If you brew beer or bottle wine, you already know the challenges that occur once your products are sent to the market. You need to make your wine and beer labels stand out in order to get on the consumer’s radar.
The shadows of big brands make it extremely difficult for new, local breweries and wineries to thrive. Here are a few tips to help make your products stand out.
How Do They Do It?
With well-known brands, it’s easy for consumers to walk into a store and pluck a product off the shelves.
It’s all in the packaging and product branding.
The familiarity, years of experience, and trustworthiness of a brand make these decisions a no-brainer. But everyone has to start somewhere, right?
What Can You do to Make Your Brews Stand Out?
After determining the basics, there are a few extra things you need to make your wine and beer labels stand out and give your brand that extra push.
1. It’s All in the Packaging
Humans are visual beings, so first impressions matter. Especially when targeting first-time buyers browsing through the aisles of their local liquor store.
In fact, the human brain processes image 60,000 times faster than text, and 90 percent of information transmitted to the brain is visual.
Since consumers can only view your products as they browse, what they find aesthetically pleasing makes all the difference.
According to Barrett Brynestad, Associate Creative Director/Designer for TDA Boulder, the package should tell consumers as much as possible about the beer, from the occasion to taste profile and overall brand ethos.
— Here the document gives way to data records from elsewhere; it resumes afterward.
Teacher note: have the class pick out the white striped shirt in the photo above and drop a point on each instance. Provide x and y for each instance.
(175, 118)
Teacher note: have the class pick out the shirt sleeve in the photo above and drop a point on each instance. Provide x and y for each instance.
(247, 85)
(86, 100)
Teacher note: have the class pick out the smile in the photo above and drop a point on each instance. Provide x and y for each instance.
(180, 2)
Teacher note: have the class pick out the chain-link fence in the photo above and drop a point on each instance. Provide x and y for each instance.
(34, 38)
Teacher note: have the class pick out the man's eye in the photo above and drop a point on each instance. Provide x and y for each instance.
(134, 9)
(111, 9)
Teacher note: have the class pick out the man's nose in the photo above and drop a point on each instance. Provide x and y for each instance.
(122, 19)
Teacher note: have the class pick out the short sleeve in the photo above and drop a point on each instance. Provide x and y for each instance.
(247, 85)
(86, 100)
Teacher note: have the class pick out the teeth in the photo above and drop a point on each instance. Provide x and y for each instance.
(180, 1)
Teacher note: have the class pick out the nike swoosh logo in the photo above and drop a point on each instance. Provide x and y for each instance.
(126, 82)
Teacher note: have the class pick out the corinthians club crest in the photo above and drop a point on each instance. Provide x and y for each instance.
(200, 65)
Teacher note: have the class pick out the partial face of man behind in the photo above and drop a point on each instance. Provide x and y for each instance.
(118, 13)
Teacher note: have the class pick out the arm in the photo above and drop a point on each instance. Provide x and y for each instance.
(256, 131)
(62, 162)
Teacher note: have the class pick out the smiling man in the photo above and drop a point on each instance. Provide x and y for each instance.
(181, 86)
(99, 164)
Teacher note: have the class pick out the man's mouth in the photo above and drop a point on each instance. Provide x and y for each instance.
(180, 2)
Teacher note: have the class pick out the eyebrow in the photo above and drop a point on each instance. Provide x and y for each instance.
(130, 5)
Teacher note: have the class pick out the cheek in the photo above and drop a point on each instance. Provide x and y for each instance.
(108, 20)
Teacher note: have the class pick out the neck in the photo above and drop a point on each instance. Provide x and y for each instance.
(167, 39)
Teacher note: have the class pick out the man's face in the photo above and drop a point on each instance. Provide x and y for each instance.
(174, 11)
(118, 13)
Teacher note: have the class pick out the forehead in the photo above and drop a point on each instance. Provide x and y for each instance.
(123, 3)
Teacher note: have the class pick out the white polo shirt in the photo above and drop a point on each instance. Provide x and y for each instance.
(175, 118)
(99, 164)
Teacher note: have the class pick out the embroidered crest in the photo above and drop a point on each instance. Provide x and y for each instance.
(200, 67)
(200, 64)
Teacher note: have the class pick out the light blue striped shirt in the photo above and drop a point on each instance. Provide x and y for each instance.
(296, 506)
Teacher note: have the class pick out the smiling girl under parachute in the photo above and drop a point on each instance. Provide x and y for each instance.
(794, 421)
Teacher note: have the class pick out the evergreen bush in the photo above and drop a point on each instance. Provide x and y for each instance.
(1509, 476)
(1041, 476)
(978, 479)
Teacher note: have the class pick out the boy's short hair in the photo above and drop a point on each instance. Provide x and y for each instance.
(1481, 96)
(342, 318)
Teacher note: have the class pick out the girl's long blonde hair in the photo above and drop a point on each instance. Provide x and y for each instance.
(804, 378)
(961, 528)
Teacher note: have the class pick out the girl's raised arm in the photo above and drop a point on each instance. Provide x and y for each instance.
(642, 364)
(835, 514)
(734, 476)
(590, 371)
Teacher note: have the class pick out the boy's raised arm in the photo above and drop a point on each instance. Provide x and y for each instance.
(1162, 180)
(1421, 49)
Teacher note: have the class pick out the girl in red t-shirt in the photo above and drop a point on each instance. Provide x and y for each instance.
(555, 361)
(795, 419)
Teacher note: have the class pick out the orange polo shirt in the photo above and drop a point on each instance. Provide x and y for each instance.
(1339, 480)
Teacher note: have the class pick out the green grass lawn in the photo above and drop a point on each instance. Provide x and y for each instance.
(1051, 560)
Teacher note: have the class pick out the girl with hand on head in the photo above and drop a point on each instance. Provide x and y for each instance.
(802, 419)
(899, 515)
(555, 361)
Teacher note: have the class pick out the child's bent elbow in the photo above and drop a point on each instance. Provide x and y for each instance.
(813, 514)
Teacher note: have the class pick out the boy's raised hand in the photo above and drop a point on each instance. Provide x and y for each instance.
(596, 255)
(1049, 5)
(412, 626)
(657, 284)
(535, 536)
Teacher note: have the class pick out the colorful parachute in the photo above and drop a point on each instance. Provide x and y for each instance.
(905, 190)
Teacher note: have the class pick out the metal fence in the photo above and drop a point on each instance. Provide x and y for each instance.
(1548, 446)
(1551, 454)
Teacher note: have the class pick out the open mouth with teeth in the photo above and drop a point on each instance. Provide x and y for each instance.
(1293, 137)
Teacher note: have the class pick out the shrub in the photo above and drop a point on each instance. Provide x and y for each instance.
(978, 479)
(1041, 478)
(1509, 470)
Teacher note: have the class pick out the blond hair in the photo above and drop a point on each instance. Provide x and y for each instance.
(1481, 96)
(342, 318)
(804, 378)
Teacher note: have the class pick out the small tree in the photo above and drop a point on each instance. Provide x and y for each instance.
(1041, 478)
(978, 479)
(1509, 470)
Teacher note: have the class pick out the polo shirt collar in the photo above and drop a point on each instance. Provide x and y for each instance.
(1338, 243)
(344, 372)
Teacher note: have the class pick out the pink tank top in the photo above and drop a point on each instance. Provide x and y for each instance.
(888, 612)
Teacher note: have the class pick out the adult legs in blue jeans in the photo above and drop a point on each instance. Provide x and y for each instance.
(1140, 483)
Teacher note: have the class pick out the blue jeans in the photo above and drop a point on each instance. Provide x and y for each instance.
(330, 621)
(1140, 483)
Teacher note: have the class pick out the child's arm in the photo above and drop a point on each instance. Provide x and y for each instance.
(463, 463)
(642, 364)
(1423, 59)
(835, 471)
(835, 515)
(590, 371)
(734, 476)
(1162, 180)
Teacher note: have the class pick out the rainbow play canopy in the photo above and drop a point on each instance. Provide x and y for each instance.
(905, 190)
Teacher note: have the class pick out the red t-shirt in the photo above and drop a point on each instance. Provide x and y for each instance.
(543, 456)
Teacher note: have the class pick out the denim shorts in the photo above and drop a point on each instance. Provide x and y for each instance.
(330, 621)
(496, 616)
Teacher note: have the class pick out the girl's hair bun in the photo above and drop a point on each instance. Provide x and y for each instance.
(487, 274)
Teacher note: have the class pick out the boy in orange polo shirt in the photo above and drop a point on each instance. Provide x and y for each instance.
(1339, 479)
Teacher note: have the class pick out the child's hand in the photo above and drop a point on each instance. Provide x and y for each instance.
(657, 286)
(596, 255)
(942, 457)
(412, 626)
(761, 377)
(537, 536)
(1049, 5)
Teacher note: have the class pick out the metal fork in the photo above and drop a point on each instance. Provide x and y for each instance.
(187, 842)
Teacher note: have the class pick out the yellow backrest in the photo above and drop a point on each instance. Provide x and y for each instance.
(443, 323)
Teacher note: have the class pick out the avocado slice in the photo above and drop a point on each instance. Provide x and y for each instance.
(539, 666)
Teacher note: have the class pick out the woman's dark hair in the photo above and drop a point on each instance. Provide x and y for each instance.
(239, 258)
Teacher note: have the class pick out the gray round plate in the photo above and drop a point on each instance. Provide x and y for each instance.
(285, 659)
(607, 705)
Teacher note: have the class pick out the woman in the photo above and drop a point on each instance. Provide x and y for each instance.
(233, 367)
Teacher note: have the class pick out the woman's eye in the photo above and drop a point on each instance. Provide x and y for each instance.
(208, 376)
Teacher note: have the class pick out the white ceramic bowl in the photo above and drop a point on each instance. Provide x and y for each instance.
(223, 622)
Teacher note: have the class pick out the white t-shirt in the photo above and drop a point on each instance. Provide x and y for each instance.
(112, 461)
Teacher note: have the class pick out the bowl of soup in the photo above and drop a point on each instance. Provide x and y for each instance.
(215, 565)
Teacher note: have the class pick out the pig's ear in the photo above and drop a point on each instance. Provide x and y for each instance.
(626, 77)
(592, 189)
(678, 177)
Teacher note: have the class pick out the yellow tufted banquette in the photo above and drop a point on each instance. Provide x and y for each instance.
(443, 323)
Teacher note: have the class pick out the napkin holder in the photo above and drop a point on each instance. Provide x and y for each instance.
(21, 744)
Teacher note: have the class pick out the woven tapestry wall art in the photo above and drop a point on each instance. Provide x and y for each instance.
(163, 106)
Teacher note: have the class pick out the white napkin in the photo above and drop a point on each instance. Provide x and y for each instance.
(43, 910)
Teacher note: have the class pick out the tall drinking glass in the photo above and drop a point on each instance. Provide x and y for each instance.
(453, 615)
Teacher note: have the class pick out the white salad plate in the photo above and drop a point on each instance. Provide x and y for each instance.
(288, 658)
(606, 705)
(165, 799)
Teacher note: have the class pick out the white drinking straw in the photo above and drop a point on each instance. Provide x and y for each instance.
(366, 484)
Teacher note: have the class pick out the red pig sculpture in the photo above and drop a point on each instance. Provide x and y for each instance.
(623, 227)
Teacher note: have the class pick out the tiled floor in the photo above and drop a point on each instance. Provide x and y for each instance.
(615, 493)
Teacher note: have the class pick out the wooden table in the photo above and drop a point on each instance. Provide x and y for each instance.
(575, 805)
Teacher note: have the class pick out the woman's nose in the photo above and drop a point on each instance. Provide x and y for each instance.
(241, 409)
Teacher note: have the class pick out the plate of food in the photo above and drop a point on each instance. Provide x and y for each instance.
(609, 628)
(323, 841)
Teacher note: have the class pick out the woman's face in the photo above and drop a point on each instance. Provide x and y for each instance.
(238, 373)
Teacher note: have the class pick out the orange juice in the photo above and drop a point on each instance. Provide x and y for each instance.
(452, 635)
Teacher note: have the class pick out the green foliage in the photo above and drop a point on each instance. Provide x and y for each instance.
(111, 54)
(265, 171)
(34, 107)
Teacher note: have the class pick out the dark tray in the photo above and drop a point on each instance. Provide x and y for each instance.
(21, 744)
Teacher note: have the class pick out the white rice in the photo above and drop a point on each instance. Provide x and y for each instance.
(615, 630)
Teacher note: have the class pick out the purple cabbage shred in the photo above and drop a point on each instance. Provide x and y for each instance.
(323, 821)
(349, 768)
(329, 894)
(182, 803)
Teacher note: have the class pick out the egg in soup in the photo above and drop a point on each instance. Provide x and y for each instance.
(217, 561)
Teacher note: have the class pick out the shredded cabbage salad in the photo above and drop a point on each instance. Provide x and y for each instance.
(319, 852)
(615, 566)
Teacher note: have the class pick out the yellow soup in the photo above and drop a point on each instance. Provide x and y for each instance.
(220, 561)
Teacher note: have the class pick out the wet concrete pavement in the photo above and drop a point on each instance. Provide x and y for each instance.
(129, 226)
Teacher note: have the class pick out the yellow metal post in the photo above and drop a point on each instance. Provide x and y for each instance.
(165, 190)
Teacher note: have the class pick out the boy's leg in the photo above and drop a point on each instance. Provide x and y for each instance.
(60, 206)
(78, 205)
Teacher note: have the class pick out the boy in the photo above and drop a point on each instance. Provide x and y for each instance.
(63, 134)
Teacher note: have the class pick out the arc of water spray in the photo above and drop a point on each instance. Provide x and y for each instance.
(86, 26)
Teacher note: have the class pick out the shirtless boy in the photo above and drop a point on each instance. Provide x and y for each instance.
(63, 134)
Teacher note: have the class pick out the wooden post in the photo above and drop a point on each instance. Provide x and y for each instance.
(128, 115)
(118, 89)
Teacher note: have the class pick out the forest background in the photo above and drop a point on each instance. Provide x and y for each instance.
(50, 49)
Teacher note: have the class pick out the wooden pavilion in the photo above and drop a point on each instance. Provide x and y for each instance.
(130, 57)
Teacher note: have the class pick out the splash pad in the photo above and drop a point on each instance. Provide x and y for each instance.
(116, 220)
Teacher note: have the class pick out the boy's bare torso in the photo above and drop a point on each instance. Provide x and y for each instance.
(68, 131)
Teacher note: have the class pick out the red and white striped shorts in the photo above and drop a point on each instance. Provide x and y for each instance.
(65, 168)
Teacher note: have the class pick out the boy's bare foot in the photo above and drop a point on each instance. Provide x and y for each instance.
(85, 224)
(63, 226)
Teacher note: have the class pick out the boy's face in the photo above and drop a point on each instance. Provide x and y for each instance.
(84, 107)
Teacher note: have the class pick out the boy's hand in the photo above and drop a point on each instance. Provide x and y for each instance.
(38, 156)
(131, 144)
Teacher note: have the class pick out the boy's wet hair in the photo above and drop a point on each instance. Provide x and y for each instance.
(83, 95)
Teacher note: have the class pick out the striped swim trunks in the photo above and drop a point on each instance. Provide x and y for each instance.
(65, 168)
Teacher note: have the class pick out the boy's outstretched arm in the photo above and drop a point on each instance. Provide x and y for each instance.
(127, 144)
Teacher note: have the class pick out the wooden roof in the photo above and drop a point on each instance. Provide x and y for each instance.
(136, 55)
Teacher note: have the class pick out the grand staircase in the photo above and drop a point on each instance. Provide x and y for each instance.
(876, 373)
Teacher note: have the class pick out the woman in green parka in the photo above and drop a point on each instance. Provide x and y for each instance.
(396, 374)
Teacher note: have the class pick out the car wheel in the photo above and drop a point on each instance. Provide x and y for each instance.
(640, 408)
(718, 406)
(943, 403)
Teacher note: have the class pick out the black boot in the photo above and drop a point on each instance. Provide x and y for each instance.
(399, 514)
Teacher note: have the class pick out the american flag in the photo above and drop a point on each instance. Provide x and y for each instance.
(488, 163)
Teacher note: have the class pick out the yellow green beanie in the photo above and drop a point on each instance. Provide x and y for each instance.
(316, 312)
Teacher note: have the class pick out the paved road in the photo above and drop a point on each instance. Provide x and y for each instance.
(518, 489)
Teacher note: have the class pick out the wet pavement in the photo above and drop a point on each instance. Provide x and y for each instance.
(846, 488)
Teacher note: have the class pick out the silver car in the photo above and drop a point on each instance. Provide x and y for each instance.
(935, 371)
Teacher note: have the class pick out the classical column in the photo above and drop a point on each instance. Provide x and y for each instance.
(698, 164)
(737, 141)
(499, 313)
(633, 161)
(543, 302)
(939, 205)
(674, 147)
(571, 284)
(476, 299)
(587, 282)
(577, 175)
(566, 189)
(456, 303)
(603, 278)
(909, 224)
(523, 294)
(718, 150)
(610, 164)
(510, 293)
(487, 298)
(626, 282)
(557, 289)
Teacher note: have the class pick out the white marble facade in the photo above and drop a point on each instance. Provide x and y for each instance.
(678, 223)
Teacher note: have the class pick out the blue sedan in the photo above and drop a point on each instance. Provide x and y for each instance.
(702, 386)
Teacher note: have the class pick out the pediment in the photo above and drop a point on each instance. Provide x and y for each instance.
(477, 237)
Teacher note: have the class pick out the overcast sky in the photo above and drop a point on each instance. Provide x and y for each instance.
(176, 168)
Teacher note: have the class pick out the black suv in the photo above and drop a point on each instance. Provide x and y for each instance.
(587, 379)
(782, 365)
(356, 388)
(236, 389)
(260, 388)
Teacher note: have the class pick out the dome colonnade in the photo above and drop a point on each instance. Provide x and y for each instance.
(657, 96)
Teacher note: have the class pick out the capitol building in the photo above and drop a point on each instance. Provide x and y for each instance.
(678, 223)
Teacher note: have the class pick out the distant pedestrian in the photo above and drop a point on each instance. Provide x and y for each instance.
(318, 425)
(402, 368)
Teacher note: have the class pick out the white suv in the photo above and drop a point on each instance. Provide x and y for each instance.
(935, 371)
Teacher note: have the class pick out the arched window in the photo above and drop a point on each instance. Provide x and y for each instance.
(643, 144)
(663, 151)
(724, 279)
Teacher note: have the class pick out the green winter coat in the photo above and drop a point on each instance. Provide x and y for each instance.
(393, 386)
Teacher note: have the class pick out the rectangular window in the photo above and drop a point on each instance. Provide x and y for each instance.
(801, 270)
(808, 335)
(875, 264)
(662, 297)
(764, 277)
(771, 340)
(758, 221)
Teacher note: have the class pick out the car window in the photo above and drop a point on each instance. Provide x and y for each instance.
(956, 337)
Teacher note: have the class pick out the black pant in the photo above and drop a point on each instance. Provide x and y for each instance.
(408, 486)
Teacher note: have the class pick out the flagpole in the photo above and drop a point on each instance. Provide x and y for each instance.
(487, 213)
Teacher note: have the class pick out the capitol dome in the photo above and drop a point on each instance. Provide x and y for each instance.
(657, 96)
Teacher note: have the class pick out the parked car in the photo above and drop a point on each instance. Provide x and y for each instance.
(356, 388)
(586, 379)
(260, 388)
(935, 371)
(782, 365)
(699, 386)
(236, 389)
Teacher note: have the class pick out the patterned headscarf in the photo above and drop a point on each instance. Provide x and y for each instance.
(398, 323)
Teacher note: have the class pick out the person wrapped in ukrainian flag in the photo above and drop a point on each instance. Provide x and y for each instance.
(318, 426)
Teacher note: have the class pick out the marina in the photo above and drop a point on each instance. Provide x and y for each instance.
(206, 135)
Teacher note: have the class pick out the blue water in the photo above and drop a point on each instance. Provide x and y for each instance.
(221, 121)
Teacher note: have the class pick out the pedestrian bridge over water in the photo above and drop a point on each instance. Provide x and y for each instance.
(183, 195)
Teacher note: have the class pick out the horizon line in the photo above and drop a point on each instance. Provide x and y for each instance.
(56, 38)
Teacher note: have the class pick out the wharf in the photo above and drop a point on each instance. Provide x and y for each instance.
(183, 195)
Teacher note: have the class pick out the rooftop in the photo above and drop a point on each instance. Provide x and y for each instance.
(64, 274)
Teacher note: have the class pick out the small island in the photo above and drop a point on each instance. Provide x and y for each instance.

Our advice: Design your product label well and design it to be easily recognized. It can be as simple as your color scheme and font, qualifying image or logo, etc. Whatever it is, it has to be unique to you. Investing in a talented artist or graphic designer always helps.
After all, your brand logo is arguably the most important part of your product.
Check out some examples of branded beer labels that understand the importance of story-telling branding.
2. Save Face on the Shelves…and Money in Your Pocket
Once you have successfully created your brand label, it’s time to start labeling your cans and bottles.
Outsourced printing can get expensive. For local wineries or breweries, it may be wiser to print your product labels in-house. In addition to avoiding fees and delays, you’ll be able to control the entire process within your own facility.
If you choose to print in-house, you must make sure the label printer meets all the requirements your products need.
For example, wine and beer displayed in store freezers or chilling in coolers need labels that withstand frozen temperatures.
After all, it wouldn’t look very professional to have your labels wrinkling from condensation or losing adhesion and peeling off.
In combination, your printing system needs to produce clear, vivid, photo-quality labels to attract the consumers’ eye – and make your wine and beer labels stand out!
QuickLabel’s line of in-house label printers allows your business to meet all the requirements (aesthetic and physical) for printing labels on-demand and in-house.
These printing systems are perfect for the craft beer tradition of experimentation, adaptability and small batch production.
Our advice: Learn more about QuickLabel’s capabilities and benefits with printing frozen labels, wine, and beer labels to see if they’re right for your business. You can also browse the full line of in-house color label printers here.
3. Get Your Name Out There!
It’s time. You’ve made a solid brand name for yourself with the packaging (and product) to prove it.
Investing in trade shows, tastings at local liquor stores and advertising (print or video), is the next step in getting your brand recognized. The more people see your product, the more natural it becomes to pick it up.
Our advice: By promoting your brand, you are showing consumers that you are real; you have a story and a taste unique to your product. By investing in these promotions, you are building the trust of your brand.
These three steps will change the way your wine and beer products are perceived – now a known brand rising above the sea of shelves. Good luck!